3186 - Is there an association between the location of the dominant intraprostatic lesion and biochemical/clinical failure following treatment with LDR prostate brachytherapy?
O. A. Houlihan1,2, S. Esteve2, O. McLaughlin1, G. Workman2, M. Byrne2, E. Napier2, K. M. Prise1, A. Hounsell2, D. M. Mitchell2, and S. Jain1,2; 1Patrick G. Johnston Centre for Cancer Research, Queens University Belfast, Belfast, United Kingdom, 2Northern Ireland Cancer Centre, Belfast, United Kingdom
Purpose/Objective(s): Dose in LDR prostate brachytherapy is routinely prescribed to the global prostate which has correlated with outcome in some studies but not in others. Dose to prostate sectors has wide variation with anterior base sectors typically receiving a lower dose. To date no study has examined dose to the dominant intraprostatic lesion (DIL) sector to see if it predicted freedom from biochemical/clinical failure (BCF). Materials/
Methods: We examined a cohort of 606 patients treated with LDR brachytherapy (145Gy monotherapy n=546; 110Gy combination n=60) in a single institution from 2009-20 (13% low, 80% intermediate, 7% NCCN high-risk). The prostate sector(s) in which the DIL was located, was/were identified following review of the diagnostic MRI (n=599) and pathology report (n=606). Outcomes were blinded during this process. The prostate was divided into 12 sectors; 3 equal thirds (base/midgland/apex), and 4 axial sectors by two separate methods; plus (“+”) and cross shape (“x”). Kaplan-Meier curves were generated with the log-rank test performed to assess for differences in BCF rates. Results: Relative to the global prostate gland (D90 108.0%, IQR 101.8-114.3%), the anterior base received the lowest median (IQR) D90 (85.9%, 76.6-95.6%) and the right and posterior midgland received the highest median D90; 142.2% (131.1-153.7%) and 141.8% (128.3-155.5%) respectively. 5-year BCF for the entire cohort was 89.6%.Using cross-shaped prostate sector division, freedom from BCF was significantly lower when the DIL was located in the left and right base (71.3%, p=0.0004 and 75.0%, p=0.001 respectively) and higher when the DIL was located in the posterior midgland (96.8%, p=0.002) with HR 0.4 (95% CI 0.2-0.7) relative to when the DIL was located elsewhere.
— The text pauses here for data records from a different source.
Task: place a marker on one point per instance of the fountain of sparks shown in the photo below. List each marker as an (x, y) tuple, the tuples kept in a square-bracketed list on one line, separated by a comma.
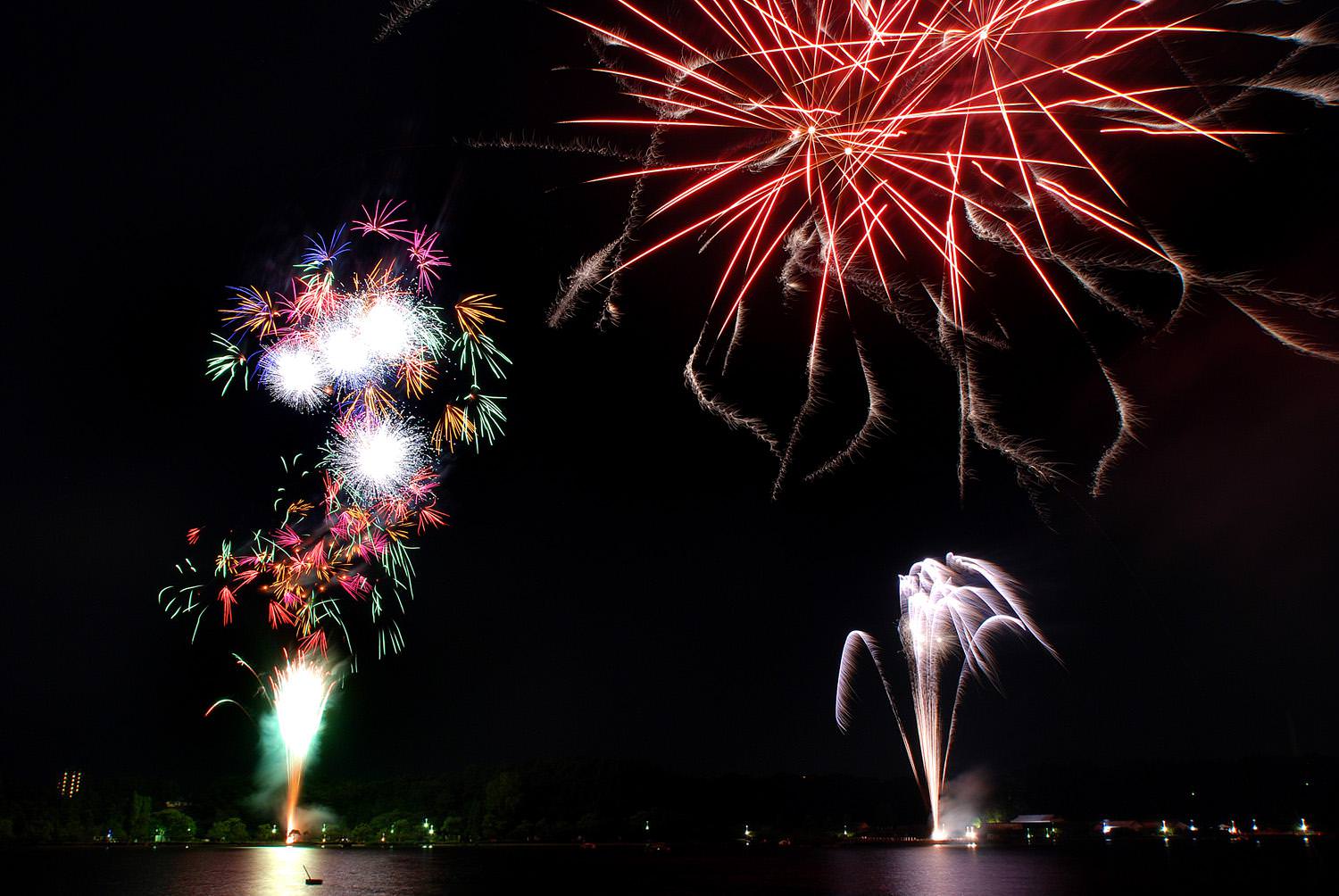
[(951, 611)]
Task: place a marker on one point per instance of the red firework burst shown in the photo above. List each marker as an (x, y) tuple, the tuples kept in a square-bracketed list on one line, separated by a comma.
[(894, 147)]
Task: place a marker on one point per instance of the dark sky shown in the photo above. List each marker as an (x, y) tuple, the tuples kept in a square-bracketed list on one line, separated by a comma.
[(618, 580)]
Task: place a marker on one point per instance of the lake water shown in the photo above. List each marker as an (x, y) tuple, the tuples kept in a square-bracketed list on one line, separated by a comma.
[(1138, 868)]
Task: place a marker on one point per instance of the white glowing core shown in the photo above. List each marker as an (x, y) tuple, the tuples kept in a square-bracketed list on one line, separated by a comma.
[(345, 353), (295, 375), (387, 329), (299, 702), (382, 456)]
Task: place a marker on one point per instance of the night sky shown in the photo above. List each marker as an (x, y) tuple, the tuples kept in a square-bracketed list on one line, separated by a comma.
[(618, 580)]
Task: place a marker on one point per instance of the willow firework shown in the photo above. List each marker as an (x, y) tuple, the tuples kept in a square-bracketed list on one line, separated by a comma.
[(908, 152), (358, 336), (951, 612)]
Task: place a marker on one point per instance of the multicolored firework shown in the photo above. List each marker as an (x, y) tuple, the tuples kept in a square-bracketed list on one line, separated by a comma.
[(374, 353), (950, 614), (911, 152), (297, 693)]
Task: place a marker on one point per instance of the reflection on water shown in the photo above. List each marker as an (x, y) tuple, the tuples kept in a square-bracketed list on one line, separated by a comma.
[(911, 871)]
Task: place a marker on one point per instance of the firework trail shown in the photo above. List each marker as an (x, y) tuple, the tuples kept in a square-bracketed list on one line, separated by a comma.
[(911, 152), (297, 693), (951, 611), (358, 337)]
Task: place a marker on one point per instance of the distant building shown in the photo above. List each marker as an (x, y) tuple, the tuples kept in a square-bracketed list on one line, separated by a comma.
[(1023, 829), (70, 783)]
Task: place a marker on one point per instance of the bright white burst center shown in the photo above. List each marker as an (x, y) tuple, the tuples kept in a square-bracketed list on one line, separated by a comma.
[(345, 353), (380, 454), (295, 375), (299, 703), (379, 457), (387, 329)]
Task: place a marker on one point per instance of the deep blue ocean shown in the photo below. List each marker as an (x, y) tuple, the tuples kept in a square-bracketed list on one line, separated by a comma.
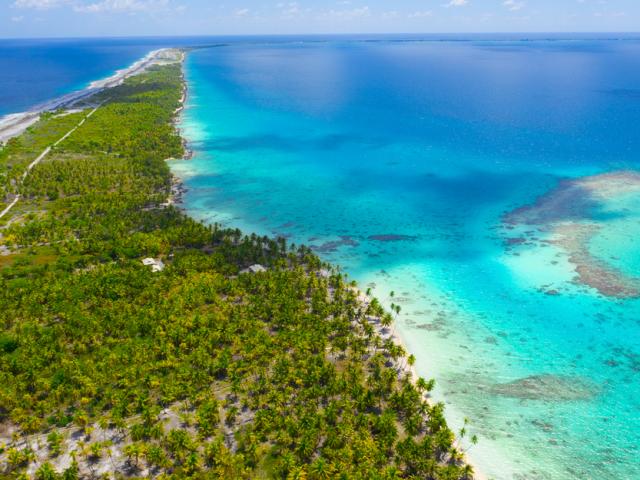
[(401, 158)]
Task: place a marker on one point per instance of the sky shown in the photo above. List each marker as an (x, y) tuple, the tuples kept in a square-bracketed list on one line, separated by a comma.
[(80, 18)]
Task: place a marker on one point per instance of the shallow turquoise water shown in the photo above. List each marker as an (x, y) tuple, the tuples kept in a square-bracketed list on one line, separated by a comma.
[(397, 160)]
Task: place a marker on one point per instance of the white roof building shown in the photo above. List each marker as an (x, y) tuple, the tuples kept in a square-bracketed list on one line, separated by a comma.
[(156, 264)]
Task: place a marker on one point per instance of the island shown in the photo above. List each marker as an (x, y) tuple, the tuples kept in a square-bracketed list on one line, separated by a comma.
[(138, 342)]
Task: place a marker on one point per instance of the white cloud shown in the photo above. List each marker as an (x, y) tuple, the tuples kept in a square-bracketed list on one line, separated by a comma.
[(123, 6), (352, 13), (39, 4), (513, 5), (456, 3), (423, 14)]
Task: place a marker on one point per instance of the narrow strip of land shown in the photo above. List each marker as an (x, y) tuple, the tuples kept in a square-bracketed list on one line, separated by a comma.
[(44, 153)]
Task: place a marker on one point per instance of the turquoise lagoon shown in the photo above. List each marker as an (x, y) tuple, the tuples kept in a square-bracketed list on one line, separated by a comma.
[(400, 160)]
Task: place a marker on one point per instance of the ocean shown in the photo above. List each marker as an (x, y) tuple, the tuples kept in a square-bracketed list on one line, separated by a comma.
[(440, 170), (487, 185)]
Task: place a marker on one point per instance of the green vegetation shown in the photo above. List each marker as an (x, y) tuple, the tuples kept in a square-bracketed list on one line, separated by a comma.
[(197, 370)]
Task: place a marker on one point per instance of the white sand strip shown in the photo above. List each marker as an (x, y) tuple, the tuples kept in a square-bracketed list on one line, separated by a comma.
[(14, 124)]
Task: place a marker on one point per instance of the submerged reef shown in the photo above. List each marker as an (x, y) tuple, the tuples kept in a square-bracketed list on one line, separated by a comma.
[(573, 213), (547, 387)]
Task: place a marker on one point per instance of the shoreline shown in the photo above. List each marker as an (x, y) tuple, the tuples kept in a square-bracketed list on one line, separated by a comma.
[(14, 124), (178, 189)]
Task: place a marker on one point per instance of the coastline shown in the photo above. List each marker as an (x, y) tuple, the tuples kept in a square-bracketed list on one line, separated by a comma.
[(385, 333), (13, 124), (447, 456)]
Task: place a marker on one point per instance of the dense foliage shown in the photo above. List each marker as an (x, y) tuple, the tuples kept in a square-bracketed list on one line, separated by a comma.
[(197, 370)]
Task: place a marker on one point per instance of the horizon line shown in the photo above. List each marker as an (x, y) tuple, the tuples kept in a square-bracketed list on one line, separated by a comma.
[(324, 34)]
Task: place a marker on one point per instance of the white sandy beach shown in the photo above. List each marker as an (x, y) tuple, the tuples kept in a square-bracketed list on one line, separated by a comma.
[(14, 124)]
Using plus-shaped prostate sector division, the anterior right and left base sectors had significantly lower BCF event free rates (76.7%, p=0.004 and 49.1%, p=0.0002 respectively) with respective HR 5.4 (1.7-17.0) and 9.6 (2.9-31.3). Conclusion: This is the first LDR brachytherapy study to analyze biochemical outcomes according to the location of the DIL. The lower BCF event free rates when the DIL was located in the anterior base may be due to the lower dose received due to its anatomical location, which can be difficult to implant due to pubic arch interference and proximity to the bladder neck, resulting in lower planned dose to this region. These findings reinforce the importance of considering the location of the DIL when determining the suitability of patients for prostate brachytherapy. The higher BCF event free rates where the DIL was located in the posterior midgland may be related to the higher dose delivered to this sector relative to the global prostate gland. These findings suggest dose-escalation to the DIL in LDR prostate brachytherapy may improve patient outcomes in the treatment of prostate cancer.